Country’s debt to GDP has steadily improved from a peak of 105.6 percent in 2002 to 78.5 percent in 2011 because of strong economic growth and high inflation. However, the ratio deteriorated to 81 percent in 2012 due to the one off increase of Rs.278 billion in public debt as a result of the 10 percent depreciation of the rupee by December 2012.
“But this figure appears opti- mistic; in our view, the ratio likely came close to 85 percent. External debt has been primarily concessional in nature, but this trend is reversing as Sri Lanka has attained ‘middle income emerging market status’ and increasingly depends on commercial financing,” Moody’s opines.
On the fiscal front, while appreciating the efforts to narrow down the deficit to the targeted levels of 6.2 percent (though reportedly due to delays in current expenditure cash payments), Moody’s illustrat- ed that the country’s fiscal deficit remains significantly above the peer medians of around 3.6 percent.
This level of deficit is predominantly due to structural issues given a low revenue to the GDP ratio (at 14 percent of the GDP, this figure is amongst the lowest of all rated emerging market sovereigns), as well as high recurrent spending on interest payments, salaries and subsidies.
“An important fiscal parameter that remains a drag on public finances is the performance of state-owned enterprises and specifically those in the transport and energy sector that are loss-making, largely because of uneconomical pricing policies. These impose significant contingent liabilities,” it said urging price reforms.
In 2012, the combined losses of the state oil and electricity companies, the Ceylon Petroleum Corporation and the Ceylon Electricity Board, increased to 2 percent of the GDP.

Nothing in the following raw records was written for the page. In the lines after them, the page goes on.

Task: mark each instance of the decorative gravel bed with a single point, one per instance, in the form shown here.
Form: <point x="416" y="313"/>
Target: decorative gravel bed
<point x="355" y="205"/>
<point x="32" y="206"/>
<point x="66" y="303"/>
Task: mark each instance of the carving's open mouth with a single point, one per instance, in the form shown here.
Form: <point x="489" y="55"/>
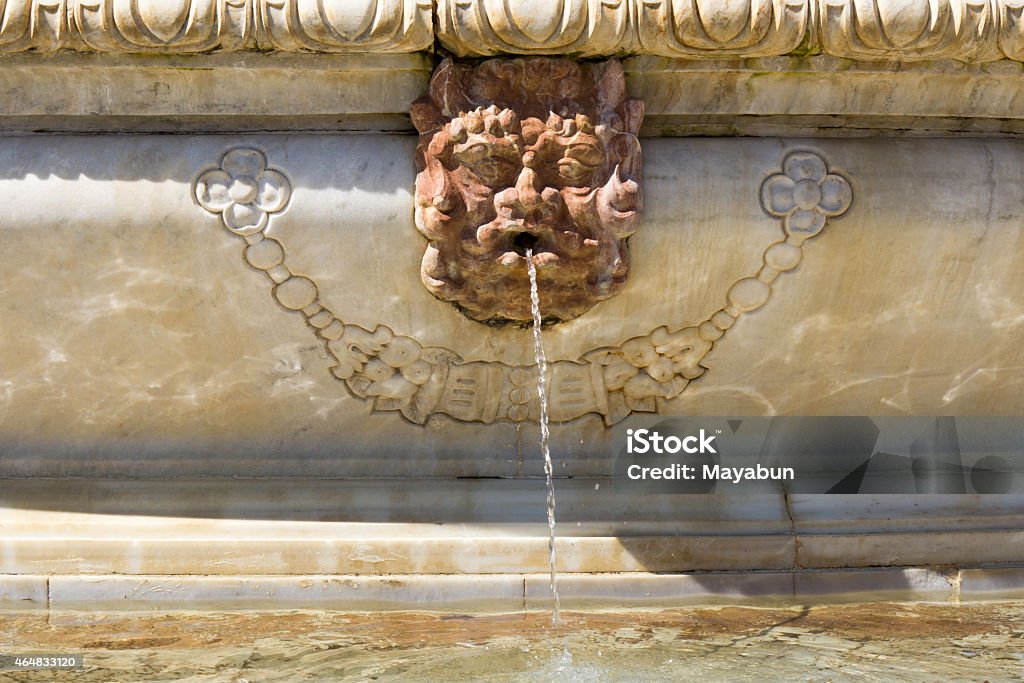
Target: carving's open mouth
<point x="523" y="242"/>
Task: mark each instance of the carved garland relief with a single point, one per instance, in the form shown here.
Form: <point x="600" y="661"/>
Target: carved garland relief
<point x="398" y="373"/>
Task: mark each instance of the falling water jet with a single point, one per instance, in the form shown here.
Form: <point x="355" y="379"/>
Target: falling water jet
<point x="542" y="368"/>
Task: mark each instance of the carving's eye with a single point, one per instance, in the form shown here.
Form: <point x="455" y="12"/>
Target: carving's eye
<point x="494" y="165"/>
<point x="573" y="170"/>
<point x="473" y="153"/>
<point x="580" y="162"/>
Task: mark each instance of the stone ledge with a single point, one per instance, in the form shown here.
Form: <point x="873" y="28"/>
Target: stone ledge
<point x="884" y="30"/>
<point x="819" y="96"/>
<point x="508" y="592"/>
<point x="476" y="527"/>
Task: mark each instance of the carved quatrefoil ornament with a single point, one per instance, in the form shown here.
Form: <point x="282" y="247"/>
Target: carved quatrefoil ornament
<point x="397" y="373"/>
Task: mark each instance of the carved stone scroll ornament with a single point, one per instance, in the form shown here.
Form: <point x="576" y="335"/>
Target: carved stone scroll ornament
<point x="398" y="373"/>
<point x="537" y="153"/>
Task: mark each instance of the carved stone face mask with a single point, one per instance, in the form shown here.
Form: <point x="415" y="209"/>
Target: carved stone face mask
<point x="537" y="154"/>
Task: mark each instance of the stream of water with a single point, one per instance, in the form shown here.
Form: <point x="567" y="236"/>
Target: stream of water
<point x="542" y="369"/>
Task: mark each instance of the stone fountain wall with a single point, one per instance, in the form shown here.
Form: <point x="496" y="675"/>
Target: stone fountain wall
<point x="174" y="394"/>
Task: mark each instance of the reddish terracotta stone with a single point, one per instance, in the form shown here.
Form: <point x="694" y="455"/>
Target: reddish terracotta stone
<point x="532" y="153"/>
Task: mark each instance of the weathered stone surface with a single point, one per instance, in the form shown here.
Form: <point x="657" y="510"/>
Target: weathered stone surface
<point x="538" y="155"/>
<point x="875" y="30"/>
<point x="144" y="318"/>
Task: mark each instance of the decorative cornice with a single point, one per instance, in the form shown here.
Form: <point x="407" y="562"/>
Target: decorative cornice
<point x="863" y="30"/>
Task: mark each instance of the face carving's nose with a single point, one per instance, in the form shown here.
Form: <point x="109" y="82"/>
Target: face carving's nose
<point x="528" y="188"/>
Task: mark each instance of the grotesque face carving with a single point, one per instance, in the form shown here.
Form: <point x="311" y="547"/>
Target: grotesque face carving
<point x="535" y="154"/>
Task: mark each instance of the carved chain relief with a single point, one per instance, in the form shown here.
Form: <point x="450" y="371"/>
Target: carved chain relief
<point x="398" y="373"/>
<point x="538" y="154"/>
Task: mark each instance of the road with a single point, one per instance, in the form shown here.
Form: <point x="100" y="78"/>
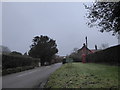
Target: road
<point x="30" y="78"/>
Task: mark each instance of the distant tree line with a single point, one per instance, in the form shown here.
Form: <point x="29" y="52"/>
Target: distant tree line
<point x="109" y="55"/>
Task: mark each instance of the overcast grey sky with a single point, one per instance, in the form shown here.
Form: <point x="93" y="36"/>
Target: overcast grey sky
<point x="63" y="22"/>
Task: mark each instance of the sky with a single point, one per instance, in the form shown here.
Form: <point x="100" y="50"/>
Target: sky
<point x="64" y="22"/>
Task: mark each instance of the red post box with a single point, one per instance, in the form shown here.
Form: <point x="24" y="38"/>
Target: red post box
<point x="83" y="58"/>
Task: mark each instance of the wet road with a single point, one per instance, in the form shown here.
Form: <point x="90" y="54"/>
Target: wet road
<point x="29" y="79"/>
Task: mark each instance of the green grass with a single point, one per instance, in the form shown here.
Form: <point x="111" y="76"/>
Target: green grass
<point x="88" y="75"/>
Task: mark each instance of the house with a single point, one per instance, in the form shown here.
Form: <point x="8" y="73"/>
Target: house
<point x="85" y="51"/>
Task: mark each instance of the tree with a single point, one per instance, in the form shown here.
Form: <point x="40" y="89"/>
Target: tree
<point x="4" y="49"/>
<point x="44" y="48"/>
<point x="104" y="46"/>
<point x="105" y="15"/>
<point x="15" y="53"/>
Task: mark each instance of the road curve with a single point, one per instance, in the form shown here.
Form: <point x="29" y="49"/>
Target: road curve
<point x="30" y="78"/>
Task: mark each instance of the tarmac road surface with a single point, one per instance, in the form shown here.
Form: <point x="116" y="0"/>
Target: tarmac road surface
<point x="30" y="78"/>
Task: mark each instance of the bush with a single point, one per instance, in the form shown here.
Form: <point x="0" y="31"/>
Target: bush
<point x="12" y="61"/>
<point x="109" y="55"/>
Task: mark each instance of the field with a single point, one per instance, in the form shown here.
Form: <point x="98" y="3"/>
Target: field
<point x="88" y="75"/>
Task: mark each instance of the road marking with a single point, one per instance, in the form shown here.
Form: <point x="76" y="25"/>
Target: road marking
<point x="26" y="73"/>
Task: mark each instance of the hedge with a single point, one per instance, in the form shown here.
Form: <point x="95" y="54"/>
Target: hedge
<point x="13" y="61"/>
<point x="109" y="55"/>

“On the other hand, reduced dependence on external financing of the deficit is a credit positive development (currently rated at B1/Positive). Deficit financing had been divided almost equally between foreign and domestic sources. For 2013, however, the budgeted share of foreign financing has been reduced to 17 percent, from 44 percent the previous year, while the share of domestic financing has increased to 83 percent from 56 percent in 2012,” Moody’s commented.